Die gesamte Handhabung des Plug-Ins ist sehr angenehm. Mehr noch, denn die Tatsache, dass sich Regler per Click-Hold und vertikaler Bewegung und bei Bedarf direktem Click auf den gewünschten Wert einstellen lassen, sollte eigentlich überall Standard sein. Dass beispielsweise mit Click auf eines der drei Power-Birnchen oder in der Fußzeile bypass geschaltet werden kann, gehört ebenfalls in diese Kategorie. Ich wünsche eigentlich, bei Bedienung der gerasterten Regler das saftige Klacken hören zu können, das die Tube-Tech-Originale von sich geben. Ein weiteres Gimmick würde noch auf meiner Wunschliste stehen: Die Regler für Attack und Release sind im “fixed”-Modus ausgegraut. Wie wäre es, wenn sie schlicht und einfach durch “abgenommene” Kappen dargestellt würden. Etwas schade ist, dass man nur komplette Settings für den Classic Channel speichern und aufrufen kann. Ideal wäre es, diese auch mit den verfügbaren Einzelmodulen auszutauschen zu können.

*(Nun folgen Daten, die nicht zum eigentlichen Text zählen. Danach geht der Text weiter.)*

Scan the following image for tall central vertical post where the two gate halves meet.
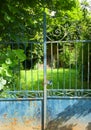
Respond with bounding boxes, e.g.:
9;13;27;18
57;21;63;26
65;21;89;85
43;4;47;129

Es wird wohl deutlich, dass sich am Classic Channel so gut wie nichts bemängeln lässt. Natürlich kann man der Meinung sein, dass das EQing gewöhnungsbedürftig und umständlich, nicht clean genug sei, zu sehr färbt und “Unordnung” bringt oder ein LA2A besser klänge – das wäre dann aber nicht Softube anzulasten. Ihre selbstgestellte Aufgabe – eine möglichst originalgetreue Replik dreier Tube-Tech-Geräte zu entwickeln – haben sie mit Bravour erledigt. Wer nicht als Plug-In-Sammler seine Zeit totschlagen, sondern professionell an der DAW arbeiten will, der benötigt als Grundstock Klone von 1176, LA2A, Fairchild, Neve- und SSL-EQs – und eben den Classic Channel. Dazu ein-, zwei feine Reverbs, ein flexibles Delay, einen Modulationseffekt – fertig ist die kleine, aber flexible Werkzeugkiste.